Dan DiVito, the county's zoning administrator and director of permits and inspections, said there's been a lot of interest in wind turbines. As part of a recently approved temporary residential stimulus package in the county, the permit fee for alternative energy sources such as wind turbines is being waived, DiVito said.

The Jacqueses applied for wind turbines while the county was in the middle of changing its ordinance regarding wind turbines for electrical generation, DiVito said. Until recently, wind turbines were permitted only if they were an accessory to an agricultural operation.

Crunching numbers

The brothers were thinking about putting up wind turbines for a while, but didn't move forward until this year because the expanded federal Recovery Act provides a tax credit for wind turbines. They also are expecting state grants, making the project more affordable, John Jacques said.
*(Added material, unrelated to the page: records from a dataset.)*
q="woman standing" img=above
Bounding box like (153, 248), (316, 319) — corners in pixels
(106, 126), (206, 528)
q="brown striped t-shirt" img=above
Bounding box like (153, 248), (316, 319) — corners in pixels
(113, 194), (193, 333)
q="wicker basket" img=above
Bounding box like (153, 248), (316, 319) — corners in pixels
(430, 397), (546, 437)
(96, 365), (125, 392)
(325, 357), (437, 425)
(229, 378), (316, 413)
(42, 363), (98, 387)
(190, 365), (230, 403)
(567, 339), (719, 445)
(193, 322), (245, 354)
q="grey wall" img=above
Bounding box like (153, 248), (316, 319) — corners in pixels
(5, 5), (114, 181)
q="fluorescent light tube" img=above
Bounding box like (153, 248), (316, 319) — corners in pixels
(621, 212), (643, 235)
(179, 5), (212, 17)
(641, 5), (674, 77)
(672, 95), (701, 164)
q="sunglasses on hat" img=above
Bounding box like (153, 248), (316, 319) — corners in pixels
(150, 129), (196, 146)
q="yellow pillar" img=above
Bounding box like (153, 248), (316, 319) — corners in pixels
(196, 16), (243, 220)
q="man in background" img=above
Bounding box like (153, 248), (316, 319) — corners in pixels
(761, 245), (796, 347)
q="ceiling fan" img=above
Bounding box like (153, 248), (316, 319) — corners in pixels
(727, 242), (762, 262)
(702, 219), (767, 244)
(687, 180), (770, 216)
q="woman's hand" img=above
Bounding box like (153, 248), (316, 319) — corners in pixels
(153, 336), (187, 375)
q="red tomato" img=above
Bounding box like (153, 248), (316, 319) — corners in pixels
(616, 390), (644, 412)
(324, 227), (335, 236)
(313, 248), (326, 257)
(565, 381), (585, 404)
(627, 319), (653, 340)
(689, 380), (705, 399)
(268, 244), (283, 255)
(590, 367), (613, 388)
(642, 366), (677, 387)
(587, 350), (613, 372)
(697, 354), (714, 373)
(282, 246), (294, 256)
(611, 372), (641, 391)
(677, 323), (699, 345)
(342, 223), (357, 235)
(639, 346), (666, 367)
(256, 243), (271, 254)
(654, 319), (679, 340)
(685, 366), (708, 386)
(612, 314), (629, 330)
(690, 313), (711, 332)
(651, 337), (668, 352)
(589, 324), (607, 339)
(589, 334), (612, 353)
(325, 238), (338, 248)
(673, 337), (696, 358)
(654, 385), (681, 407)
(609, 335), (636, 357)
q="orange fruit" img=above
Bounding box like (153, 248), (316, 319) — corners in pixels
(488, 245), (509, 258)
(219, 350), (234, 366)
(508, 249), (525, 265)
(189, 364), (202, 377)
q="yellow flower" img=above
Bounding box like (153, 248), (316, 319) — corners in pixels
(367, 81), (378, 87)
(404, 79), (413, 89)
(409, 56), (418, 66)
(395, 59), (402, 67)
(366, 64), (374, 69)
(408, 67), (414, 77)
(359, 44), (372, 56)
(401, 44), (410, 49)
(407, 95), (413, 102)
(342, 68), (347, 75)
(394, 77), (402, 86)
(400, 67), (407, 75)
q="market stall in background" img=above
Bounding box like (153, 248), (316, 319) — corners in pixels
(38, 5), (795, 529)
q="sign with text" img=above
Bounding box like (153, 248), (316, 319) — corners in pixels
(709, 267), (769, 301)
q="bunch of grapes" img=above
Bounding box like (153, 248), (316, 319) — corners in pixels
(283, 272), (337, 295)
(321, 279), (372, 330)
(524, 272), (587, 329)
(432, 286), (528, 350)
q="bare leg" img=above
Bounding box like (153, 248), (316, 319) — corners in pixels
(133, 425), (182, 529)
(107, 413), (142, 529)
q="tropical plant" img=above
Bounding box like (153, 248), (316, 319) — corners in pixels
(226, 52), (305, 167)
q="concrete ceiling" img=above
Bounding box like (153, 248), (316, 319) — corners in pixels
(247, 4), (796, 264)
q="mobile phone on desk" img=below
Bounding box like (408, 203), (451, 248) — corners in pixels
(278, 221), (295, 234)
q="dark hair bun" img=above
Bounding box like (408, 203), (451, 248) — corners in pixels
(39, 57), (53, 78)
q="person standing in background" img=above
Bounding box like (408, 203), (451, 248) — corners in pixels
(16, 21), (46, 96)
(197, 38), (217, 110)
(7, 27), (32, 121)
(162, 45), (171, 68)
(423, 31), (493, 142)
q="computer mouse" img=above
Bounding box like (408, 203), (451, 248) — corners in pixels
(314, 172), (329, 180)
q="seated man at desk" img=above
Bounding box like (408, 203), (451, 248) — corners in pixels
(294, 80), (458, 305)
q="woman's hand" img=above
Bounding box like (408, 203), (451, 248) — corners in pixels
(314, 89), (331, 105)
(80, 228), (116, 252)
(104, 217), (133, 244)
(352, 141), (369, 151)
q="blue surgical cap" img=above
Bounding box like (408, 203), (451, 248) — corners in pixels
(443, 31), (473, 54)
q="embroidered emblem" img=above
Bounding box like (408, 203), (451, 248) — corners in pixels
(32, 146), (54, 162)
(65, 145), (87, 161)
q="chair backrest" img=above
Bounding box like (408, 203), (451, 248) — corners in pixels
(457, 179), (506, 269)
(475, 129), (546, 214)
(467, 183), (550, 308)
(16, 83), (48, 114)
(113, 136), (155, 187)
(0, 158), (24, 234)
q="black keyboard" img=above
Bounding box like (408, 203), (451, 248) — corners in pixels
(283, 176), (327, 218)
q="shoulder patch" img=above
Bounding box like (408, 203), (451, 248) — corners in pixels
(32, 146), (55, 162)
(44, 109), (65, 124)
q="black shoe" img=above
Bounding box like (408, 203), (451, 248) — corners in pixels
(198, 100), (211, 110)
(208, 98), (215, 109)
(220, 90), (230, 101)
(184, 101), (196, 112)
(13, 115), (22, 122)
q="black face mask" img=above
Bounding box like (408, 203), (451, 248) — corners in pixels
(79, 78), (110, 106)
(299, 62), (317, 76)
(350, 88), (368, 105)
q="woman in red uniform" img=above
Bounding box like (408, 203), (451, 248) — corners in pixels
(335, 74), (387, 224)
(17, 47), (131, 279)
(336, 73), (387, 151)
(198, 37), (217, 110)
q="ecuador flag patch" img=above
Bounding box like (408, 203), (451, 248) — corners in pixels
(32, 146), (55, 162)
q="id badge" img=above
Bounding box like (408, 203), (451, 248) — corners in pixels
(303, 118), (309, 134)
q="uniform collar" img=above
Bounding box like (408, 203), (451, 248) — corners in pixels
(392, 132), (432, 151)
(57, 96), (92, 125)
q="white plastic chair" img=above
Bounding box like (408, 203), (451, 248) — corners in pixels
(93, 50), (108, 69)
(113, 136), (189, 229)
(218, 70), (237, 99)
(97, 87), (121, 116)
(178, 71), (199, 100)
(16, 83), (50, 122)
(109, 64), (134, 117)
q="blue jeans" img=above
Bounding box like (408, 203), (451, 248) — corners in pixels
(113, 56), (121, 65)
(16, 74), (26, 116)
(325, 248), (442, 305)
The residential energy-efficient property credit allows homeowners to apply, on their 2009 federal income tax return, for a federal tax credit equal to 30 percent of the project cost for a wind turbine or other qualifying alternative energy equipment, according to an Internal Revenue Service press release.

Each of the brothers also obtained approval for a $6,000 Windswept grant through the Maryland Energy Administration, John Jacques said. That grant program was reopened in October after funds became available through the Recovery Act, according to the agency's Web site.

The brothers did some of the work themselves -- digging the conduit trench and installing the conduit, and building the foundation for the turbine's pole. By doing that, buying and installing each turbine cost approximately $16,000 compared to the typical $24,000 price tag, John Jacques said.

Even with the grant and tax credit, Jacques said he doesn't know how long it will take for the wind turbine to pay for itself.

When is it windy enough?

"It's an experiment for us. We may or may not get our money back out of this," John Jacques said.

He's hoping to eliminate his monthly electric bill -- except for mandatory charges -- but has to wait and see how well the turbine generates power.

If a wind turbine produces more power than the customer uses, a credit is applied to future bills, according to Allegheny Energy's Web site.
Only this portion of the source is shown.